Follow Us:



Nobel Prize winners Esther Duflo, Abhijit Banerjee gift Ghana bags, Indian Books to Nobel Museum

Dr Banerjee, Dr Duflo, and Michael Kremer won the 2019 Nobel Economics Prize on October 14, “for their experimental approach to alleviating global poverty.”

SNS | New Delhi |


Nobel prize winners Abhijit Banerjee and Esther Duflo who received their Nobel Prize medals and diplomas on Wednesday, gifted two important pieces to the Nobel Prize Museum in Stockholm, associated with their research. They gifted two bags made by women from Ghana and three books for children published by voluntary group Pratham in India.

Economist couple Dr Banerjee and Dr Duflo, who on Tuesday received Sveriges Riksbank Prize in Economic Sciences in Memory of Alfred Nobel from King Carl Gustaf, also paid a customary visit to the museum in the Stortorget in Gamla Stan, old town area here as part of the Nobel week celebrations. The Nobel Week lasts from December 6-14.
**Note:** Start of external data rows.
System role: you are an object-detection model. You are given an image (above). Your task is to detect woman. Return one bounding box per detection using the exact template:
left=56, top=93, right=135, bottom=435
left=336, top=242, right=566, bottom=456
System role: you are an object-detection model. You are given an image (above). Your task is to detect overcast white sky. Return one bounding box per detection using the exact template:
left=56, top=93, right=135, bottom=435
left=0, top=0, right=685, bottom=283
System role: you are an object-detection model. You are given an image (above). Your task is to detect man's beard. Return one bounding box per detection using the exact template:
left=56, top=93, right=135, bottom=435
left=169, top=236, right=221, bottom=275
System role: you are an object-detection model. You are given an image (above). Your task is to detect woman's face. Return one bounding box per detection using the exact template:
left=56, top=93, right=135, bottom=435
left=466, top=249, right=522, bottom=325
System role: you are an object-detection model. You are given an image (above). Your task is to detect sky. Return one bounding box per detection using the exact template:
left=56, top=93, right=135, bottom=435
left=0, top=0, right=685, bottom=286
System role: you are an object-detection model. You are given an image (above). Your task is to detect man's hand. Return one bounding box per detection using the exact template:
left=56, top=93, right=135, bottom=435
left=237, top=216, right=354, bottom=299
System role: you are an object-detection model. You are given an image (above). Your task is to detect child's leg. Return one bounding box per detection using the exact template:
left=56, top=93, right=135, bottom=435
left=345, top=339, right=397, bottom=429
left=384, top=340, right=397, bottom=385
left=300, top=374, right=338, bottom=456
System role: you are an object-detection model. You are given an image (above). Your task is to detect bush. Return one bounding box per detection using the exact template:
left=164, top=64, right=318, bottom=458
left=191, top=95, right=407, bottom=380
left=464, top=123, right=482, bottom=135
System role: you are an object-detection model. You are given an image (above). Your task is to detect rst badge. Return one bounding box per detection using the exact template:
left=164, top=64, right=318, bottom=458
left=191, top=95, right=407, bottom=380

Dr Banerjee and Dr Duflo, who work at the prestigious Massachusetts Institute of Technology, won the 2019 Nobel Economics Prize along with another economist Michael Kremer on October 14, “for their experimental approach to alleviating global poverty.”

Banerjee is married to Duflo and the couple wore traditional Indian attire for the occasion. Abhijit wore a black bandhgala jacket paired with an off-white dhoti, and wife Esther wore a blue, two-toned saree, while Michael Kremer was spotted wearing a black suit.

The couple had brought individual gifts for the museum, housed in an erstwhile stock exchange building, as part of a custom where Nobel winners have to gift something intrinsic to their work.

From one of his research projects, Dr Banerjee donated two bags produced by women living under poverty in Ghana while Dr Duflo brought three school books for children from a voluntary group Pratham in India.

“Duflo cooperated with when she led her first field experiment. The books are part of the project “Teaching at the right level,” Rebecka Oxelstrom, press officer, said.

The couple also signed a chair, another custom at the museum. The items that they donated helps the museum to tell the stories about their achievements and the research that has led to them being awarded the prize and we are very happy about that, she said.

“The artefacts that we receive awaken great curiosity and give our museum visitors an opportunity to learn more about the discoveries and works that the Laureates are awarded the Nobel Prize for. The Laureates” stories about the artefacts also bring us closer to the person behind a prize,” says Erika Lanner, Director of Nobel Prize Museum.

The museum, set up in 2001, also houses a cycle donated by Amartya Sen, Nobel laureate in economics in 1998 and a kurta from Kailash Satyarthi, winner of the Nobel Peace Prize in 2014.